Steven Vanderputten is a professor at Ghent University. As a historian he specialises in the study of the society and culture in medieval and early modern West, with a special focus on the history of religious communities. He is the author of several leading monographs, Monastic Reform as Process: Realities and Representations in Medieval Flanders, 900-1100 (Cornell University Press, 2013), Reform, conflict and the shaping of corporate identities. Collected studies on Benedictine monasticism, 1050-1150 (LIT Verlag, 2013), Dark Age Nunneries. The Ambiguous Identity of Female Monasticism, 800-1050 (Cornell University Press, 2018), Medieval Monasticisms. Forms and Experiences of the Monastic Life in the Medieval West (De Gruyter, 2020), and Dismantling the Medieval: Early Modern Perceptions of a Female Convent’s Past (Brepols, 2021).
9/12/22 – 17u: “Time calculation: how do I translate Medieval time indications to a modern notation?”
– Mark Vermeer (Universiteit Utrecht, Mmmonk project assistant – Public Library of Bruges)
Medieval time indications do not equate to our current calendar system. A date can be referenced with a year but also, for example, with a 15-year long tax-cycle, the position of the moon, a ruling period of a king or a clerical celebration. Why do historici sometimes write “new style” after a year? Mark Vermeer offers us insight into some of the most important systems and show us around some of the most important reference works and websites that enable us to translate medieval time indications to modern notations.

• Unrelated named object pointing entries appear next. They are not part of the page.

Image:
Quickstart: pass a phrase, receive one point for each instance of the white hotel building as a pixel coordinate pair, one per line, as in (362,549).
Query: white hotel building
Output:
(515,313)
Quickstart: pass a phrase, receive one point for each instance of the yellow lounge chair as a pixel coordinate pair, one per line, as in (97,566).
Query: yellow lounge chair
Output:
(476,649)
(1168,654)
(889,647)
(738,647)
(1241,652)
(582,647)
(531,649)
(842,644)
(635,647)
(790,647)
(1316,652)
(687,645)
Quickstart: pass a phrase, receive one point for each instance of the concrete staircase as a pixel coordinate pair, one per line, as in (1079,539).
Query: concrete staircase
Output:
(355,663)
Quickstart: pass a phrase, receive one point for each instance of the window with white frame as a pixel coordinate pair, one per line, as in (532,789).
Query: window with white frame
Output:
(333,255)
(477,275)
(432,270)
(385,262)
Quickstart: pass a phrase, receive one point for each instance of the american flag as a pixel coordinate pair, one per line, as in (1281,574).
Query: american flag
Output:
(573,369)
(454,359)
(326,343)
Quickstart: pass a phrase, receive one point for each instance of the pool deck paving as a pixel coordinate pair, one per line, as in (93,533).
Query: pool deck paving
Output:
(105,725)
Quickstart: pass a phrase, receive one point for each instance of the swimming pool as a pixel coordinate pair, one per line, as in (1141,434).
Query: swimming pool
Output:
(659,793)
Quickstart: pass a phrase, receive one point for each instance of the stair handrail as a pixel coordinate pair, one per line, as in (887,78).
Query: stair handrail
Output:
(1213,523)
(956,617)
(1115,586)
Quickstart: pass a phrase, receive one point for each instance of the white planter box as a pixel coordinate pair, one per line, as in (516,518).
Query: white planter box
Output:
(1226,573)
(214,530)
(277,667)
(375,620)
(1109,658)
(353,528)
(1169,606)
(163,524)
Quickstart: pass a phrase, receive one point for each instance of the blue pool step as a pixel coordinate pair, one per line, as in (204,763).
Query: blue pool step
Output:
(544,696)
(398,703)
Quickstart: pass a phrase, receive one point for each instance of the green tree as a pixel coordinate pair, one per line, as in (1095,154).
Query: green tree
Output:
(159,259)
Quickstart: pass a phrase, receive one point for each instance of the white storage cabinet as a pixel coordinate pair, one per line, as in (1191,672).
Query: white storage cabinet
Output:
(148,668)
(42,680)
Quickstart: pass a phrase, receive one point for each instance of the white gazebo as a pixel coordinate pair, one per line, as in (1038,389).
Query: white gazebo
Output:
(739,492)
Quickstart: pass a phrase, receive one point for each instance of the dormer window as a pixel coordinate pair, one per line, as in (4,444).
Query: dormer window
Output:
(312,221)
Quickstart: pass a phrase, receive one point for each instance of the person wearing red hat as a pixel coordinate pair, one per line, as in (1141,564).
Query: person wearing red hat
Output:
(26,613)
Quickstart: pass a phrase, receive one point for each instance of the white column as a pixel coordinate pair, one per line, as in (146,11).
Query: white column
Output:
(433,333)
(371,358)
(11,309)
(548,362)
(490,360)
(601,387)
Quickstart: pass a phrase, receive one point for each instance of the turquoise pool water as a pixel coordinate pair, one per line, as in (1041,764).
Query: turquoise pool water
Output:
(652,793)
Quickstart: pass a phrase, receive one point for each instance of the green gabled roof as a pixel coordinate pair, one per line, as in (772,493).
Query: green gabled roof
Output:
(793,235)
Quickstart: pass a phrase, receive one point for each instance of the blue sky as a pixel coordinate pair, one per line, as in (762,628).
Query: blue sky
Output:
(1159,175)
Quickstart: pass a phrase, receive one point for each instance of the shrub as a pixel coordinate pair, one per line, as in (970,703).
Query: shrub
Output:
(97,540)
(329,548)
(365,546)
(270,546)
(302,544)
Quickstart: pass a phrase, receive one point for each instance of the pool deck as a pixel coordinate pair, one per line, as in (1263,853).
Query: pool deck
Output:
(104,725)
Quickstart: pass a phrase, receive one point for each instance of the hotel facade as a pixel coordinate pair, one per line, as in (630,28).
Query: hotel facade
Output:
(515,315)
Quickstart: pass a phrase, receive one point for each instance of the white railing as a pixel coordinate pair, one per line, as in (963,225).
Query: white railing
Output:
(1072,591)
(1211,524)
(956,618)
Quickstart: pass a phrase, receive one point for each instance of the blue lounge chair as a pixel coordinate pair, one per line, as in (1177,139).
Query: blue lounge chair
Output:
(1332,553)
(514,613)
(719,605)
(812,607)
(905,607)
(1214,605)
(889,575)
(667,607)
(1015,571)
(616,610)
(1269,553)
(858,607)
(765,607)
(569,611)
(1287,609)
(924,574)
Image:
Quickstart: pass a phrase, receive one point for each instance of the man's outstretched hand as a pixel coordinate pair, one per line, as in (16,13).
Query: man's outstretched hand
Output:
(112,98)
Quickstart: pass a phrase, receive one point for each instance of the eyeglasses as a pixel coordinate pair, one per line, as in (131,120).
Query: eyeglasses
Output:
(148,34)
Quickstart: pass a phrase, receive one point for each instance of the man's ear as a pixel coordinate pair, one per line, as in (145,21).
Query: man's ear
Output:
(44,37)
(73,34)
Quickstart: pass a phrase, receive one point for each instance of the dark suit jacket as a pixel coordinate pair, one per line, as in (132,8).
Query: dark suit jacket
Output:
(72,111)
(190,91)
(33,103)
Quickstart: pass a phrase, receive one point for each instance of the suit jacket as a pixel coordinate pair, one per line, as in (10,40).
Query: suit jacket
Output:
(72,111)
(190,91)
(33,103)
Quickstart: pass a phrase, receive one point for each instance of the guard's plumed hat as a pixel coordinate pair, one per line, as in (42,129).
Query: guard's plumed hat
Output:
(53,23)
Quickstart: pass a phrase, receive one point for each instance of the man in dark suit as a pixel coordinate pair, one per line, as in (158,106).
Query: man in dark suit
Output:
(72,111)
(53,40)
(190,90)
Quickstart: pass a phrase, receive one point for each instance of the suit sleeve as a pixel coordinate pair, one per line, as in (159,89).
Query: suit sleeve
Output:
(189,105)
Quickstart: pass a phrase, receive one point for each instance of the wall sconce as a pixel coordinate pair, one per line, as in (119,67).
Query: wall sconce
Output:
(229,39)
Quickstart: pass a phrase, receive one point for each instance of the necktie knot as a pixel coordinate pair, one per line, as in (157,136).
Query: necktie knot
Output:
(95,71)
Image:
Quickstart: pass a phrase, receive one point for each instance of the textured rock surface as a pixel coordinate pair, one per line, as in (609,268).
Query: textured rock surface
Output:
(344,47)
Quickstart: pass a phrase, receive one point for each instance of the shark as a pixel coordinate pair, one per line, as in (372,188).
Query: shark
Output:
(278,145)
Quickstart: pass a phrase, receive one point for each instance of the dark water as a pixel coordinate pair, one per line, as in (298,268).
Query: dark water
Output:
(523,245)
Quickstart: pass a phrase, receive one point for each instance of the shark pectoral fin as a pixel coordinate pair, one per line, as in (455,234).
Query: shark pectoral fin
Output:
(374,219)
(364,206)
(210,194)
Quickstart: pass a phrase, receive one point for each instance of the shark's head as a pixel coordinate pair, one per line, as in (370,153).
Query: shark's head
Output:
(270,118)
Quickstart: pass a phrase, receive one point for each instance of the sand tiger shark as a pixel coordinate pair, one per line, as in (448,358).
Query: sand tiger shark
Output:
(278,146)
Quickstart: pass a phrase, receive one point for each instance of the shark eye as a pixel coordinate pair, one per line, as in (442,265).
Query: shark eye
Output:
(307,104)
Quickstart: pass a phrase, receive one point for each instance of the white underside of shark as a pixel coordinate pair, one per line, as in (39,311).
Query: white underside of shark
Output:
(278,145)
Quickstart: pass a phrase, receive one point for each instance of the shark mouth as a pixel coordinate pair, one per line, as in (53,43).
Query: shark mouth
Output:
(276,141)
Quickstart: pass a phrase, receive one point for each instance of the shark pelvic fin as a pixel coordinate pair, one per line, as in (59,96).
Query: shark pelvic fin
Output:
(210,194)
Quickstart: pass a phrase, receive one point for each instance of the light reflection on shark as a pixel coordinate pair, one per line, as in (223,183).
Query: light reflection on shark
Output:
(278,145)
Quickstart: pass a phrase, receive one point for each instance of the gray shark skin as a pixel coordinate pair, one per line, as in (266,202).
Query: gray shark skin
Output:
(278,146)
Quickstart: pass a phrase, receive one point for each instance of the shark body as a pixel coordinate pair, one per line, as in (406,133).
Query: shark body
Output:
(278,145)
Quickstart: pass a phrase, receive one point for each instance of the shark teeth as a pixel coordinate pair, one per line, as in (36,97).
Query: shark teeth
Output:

Mark Vermeer earned a PhD in 2020 for a thesis on administrative literacy in the late medieval Northern Brabantine countryside. His research focuses primarily on diplomatic, palaeography, and codicology. He has worked on the medieval manuscripts kept at the Public Library Bruges for the projects Mmmonk and The Art of Reading in the Middle Ages (Europeana) and is currently employed as a postdoc at the Faculty of Law of the KU Leuven.